Joseph T. Hansen is a North American labor leader, best known for his work as president of the United Food and Commercial Workers International Union (UFCW).

==Early life==
Hansen was born in Chicago in 1942. He was the eldest of four children. His mother was of Irish descent and his father of Norwegian descent. His family moved to Milwaukee, Wisconsin shortly before high school. In Milwaukee, Hansen attended Marquette Preparatory School.

==Activism and career==
Hansen began his career in 1962 as a meat cutter in Milwaukee, Wisconsin, where he became a member of Local 73 of the Amalgamated Meat Cutters and Butcher Workmen of North America. He was an outspoken rank-and-file activist who won election to local union office, and in 1973 became an international staff representative.

In 1979, the Amalgamated Meat Cutters (AMC) and the Retail Clerks International Union (RCIU) merged to form the UFCW.

In 1985, Hansen was appointed UFCW northcentral region director in Minnesota and was elected a UFCW international vice president the following year. In 1990, Hansen was appointed UFCW pacific region director in California and four years later became director of UFCW's food processing, packing and manufacturing division.

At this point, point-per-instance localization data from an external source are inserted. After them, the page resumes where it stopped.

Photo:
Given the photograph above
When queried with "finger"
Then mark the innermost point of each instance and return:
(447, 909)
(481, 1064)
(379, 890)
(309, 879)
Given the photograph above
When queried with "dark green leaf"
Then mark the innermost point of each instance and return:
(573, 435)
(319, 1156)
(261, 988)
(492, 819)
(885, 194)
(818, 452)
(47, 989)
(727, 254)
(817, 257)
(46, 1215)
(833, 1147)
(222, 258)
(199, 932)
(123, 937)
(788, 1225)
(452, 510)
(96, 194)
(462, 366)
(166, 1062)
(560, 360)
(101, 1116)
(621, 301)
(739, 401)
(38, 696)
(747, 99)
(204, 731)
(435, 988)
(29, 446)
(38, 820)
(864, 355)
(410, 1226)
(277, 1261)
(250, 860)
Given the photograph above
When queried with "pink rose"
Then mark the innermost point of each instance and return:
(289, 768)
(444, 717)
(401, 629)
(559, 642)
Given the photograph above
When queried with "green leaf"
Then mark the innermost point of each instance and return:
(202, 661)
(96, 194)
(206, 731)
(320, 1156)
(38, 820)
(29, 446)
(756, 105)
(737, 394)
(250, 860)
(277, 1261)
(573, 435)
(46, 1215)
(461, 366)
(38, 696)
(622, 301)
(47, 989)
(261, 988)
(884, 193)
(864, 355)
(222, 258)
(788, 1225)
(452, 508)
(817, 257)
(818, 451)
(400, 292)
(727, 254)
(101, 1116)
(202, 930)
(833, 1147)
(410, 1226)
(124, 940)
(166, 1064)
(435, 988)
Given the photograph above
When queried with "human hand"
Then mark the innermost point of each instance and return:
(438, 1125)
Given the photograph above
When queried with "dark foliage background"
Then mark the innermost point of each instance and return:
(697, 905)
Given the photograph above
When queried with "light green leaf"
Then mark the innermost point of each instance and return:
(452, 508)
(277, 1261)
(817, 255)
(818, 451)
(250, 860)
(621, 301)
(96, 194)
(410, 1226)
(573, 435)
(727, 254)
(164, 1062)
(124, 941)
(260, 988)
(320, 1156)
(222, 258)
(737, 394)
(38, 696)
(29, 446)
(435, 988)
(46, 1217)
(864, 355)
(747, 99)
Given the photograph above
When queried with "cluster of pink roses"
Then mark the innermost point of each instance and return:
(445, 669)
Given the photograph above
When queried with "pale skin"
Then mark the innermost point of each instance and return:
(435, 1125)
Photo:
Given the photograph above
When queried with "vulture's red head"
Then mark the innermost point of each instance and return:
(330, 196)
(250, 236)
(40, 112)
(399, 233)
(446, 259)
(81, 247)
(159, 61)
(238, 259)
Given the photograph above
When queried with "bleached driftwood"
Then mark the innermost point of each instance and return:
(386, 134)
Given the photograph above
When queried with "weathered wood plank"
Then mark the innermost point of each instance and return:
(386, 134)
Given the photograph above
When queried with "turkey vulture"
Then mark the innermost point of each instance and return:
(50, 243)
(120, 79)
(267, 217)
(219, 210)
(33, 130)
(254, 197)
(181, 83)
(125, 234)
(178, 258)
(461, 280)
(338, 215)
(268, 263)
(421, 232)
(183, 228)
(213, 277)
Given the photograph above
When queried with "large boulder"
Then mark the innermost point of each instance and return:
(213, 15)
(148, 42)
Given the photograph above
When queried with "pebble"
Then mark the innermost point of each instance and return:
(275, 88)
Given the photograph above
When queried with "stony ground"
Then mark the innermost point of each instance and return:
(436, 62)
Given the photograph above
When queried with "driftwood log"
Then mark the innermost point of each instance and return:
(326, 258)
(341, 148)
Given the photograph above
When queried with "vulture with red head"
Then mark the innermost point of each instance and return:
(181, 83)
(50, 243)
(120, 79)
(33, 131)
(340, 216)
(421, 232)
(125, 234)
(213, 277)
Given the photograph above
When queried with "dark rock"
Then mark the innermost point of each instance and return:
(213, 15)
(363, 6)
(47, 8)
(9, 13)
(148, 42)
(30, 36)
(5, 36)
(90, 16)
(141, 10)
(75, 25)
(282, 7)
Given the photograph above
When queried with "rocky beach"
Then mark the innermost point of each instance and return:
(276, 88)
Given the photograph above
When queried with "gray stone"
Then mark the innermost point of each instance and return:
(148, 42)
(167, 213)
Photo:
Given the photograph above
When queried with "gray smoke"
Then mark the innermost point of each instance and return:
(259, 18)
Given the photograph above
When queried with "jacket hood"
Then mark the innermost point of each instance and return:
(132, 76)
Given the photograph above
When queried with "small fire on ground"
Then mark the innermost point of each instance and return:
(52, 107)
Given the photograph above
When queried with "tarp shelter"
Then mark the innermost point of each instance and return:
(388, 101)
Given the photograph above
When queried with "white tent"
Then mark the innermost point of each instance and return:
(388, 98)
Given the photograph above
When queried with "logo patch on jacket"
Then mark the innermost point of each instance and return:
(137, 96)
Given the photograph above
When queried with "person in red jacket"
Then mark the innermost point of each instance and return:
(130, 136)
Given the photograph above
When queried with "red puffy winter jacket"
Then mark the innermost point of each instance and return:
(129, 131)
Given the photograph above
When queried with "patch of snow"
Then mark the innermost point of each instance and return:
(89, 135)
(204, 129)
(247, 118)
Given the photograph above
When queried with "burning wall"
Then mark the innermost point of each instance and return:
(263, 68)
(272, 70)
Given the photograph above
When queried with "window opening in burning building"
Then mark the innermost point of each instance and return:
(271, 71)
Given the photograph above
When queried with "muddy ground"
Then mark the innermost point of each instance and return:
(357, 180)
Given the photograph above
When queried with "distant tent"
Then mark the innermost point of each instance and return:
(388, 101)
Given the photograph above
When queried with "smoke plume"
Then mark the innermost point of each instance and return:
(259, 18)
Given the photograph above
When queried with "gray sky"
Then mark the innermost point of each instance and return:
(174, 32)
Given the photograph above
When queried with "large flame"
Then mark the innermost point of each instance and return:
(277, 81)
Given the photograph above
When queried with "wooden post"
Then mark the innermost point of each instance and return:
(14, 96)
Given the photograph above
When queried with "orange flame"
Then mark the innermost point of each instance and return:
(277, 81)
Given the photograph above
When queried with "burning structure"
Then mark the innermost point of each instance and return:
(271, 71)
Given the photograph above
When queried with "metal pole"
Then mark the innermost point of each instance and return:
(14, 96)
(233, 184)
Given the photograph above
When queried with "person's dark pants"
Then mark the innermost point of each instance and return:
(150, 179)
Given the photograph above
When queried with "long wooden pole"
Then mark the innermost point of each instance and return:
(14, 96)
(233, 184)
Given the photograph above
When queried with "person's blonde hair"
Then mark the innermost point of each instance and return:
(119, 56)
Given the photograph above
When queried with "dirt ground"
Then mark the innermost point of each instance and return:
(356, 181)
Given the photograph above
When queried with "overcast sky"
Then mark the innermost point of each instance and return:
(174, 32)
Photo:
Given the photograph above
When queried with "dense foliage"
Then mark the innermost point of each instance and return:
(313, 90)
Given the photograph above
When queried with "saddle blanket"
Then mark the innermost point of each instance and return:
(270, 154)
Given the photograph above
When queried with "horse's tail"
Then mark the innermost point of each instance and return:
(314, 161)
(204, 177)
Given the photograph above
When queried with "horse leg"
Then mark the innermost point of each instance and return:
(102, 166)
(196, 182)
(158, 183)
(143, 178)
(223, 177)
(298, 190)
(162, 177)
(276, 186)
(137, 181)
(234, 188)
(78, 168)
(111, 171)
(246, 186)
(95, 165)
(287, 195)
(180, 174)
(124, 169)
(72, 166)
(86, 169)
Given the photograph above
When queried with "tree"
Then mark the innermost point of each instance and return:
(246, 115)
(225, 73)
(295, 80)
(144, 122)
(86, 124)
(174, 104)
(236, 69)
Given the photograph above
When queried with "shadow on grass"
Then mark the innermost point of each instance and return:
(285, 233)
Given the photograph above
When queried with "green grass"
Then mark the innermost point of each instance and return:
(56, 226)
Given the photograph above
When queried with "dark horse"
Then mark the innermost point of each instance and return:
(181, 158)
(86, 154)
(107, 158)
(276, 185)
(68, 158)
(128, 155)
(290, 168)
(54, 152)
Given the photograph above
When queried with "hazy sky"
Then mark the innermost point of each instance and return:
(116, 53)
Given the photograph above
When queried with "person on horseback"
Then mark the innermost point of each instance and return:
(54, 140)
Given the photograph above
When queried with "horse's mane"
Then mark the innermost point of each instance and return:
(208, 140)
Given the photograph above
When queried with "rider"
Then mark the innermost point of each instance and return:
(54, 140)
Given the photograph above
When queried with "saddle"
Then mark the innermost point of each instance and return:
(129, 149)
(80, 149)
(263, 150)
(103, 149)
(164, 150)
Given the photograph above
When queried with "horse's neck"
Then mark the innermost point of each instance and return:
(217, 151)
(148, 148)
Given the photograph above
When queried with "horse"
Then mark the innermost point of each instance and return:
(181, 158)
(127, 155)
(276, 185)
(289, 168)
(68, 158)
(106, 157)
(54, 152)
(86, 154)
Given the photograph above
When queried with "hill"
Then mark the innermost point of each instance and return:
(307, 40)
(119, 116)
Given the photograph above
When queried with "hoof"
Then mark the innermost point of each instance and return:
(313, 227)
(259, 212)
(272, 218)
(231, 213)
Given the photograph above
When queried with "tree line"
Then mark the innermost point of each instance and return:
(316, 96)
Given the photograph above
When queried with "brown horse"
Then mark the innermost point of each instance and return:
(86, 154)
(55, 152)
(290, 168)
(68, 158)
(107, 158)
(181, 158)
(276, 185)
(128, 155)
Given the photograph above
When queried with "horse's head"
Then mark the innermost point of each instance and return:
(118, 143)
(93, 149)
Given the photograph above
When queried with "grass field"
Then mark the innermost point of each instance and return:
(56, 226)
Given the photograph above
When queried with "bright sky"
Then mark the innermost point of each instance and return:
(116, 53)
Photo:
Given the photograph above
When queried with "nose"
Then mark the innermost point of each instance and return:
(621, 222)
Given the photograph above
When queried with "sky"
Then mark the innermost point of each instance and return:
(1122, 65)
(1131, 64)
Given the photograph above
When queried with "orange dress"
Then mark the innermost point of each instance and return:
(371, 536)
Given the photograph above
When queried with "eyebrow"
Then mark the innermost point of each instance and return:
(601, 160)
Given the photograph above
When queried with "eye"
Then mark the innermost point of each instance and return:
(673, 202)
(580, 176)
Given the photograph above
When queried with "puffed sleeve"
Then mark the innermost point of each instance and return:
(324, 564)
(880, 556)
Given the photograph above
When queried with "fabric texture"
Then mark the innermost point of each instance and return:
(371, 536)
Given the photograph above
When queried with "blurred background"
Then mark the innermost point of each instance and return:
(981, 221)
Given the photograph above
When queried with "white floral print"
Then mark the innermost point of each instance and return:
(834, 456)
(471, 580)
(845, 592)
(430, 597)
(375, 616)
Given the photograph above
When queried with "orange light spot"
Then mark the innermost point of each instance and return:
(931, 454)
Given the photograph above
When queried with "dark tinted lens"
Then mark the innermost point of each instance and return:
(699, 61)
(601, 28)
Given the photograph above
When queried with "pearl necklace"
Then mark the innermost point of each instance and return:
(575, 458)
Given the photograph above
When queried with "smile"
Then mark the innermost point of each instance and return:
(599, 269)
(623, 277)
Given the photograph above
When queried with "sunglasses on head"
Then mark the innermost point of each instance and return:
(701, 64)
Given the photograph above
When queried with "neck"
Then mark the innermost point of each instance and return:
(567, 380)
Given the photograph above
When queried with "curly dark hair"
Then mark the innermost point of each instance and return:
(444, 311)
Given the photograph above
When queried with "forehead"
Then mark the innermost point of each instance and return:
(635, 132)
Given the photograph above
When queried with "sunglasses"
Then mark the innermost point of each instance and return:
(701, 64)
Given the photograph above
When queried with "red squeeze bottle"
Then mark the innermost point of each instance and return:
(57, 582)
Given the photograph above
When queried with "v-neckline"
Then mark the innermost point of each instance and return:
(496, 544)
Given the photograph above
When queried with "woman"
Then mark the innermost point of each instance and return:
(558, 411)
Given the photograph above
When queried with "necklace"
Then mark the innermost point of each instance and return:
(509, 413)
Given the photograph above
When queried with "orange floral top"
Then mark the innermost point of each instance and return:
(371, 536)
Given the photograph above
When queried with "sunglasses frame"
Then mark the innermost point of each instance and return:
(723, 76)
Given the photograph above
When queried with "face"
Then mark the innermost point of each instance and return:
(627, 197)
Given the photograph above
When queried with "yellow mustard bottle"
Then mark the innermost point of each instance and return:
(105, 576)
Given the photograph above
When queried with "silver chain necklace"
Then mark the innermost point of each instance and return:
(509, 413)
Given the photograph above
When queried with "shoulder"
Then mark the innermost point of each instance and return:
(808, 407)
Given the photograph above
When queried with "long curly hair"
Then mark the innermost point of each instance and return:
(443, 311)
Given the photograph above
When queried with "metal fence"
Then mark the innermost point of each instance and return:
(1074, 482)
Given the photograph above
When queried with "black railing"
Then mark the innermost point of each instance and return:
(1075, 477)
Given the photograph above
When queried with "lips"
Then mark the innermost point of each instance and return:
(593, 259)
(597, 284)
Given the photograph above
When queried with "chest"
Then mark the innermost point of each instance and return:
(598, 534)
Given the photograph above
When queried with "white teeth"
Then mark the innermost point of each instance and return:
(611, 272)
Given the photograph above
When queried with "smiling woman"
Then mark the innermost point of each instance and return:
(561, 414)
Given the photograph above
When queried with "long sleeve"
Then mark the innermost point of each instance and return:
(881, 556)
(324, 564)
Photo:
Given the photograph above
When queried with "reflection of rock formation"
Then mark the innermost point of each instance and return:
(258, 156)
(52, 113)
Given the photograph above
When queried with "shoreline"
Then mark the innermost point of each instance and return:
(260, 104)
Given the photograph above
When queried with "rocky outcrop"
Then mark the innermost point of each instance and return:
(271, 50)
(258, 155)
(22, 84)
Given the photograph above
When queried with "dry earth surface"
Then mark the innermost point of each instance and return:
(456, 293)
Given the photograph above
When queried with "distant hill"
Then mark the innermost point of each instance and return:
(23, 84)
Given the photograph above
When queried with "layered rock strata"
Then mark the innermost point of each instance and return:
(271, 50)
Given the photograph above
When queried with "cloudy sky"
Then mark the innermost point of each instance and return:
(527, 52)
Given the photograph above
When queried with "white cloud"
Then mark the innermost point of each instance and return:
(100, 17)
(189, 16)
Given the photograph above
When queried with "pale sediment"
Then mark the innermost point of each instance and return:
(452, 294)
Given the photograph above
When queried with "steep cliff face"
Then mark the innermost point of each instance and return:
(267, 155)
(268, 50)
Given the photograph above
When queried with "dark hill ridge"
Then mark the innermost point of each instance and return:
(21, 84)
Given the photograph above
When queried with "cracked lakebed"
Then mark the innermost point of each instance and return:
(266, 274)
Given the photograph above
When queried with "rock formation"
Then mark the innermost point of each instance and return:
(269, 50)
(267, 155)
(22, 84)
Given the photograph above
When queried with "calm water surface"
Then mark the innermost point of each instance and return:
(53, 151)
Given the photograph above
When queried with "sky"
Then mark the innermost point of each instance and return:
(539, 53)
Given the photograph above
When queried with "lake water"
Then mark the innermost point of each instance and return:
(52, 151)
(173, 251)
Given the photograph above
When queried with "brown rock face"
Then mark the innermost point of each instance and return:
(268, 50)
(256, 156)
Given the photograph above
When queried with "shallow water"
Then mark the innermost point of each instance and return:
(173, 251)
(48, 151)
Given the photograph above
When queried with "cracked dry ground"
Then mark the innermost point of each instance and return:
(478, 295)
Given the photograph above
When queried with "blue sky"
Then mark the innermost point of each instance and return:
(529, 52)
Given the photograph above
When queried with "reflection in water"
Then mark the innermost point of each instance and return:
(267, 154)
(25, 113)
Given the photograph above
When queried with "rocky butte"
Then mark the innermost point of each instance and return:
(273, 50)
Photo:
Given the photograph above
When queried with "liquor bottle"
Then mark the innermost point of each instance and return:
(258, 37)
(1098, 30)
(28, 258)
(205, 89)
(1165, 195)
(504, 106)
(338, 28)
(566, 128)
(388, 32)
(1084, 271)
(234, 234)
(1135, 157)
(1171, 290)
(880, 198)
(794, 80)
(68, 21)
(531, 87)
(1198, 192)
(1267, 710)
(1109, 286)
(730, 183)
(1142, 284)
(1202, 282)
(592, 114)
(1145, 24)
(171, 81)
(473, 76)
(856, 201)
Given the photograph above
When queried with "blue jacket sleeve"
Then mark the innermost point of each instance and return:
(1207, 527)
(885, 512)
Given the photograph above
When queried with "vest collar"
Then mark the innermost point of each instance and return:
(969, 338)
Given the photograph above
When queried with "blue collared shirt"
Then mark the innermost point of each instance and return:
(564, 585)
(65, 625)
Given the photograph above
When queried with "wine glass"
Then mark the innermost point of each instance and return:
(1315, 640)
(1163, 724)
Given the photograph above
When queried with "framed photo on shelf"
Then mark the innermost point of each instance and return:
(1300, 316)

Hansen was elected UFCW international secretary-treasurer in 1997 and international president in 2004. He was re-elected international president in 2008 and 2013.

Hansen is a founder and former chair of the Change to Win Federation.

Hansen is the Founding National Chair of the National Commission on Immigration and Customs Enforcement (ICE) Misconduct and Violations of 4th Amendment Rights.

As UFCW president, Hansen was a driving force in the creation of UNI Global Union in 2004, and served as its founding president.

In September 2010, President Obama appointed Hansen to the United States Trade Representatives Advisory Committee for Trade Policy and negotiations and in February 2011, President Obama appointed Hansen to the President’s Council on Jobs and Competitiveness.

==Awards==

In 2015, Hansen was presented with the Bill Olwell Champion of Equality Award for his leadership on advancing LGBTQ issues within the union and beyond.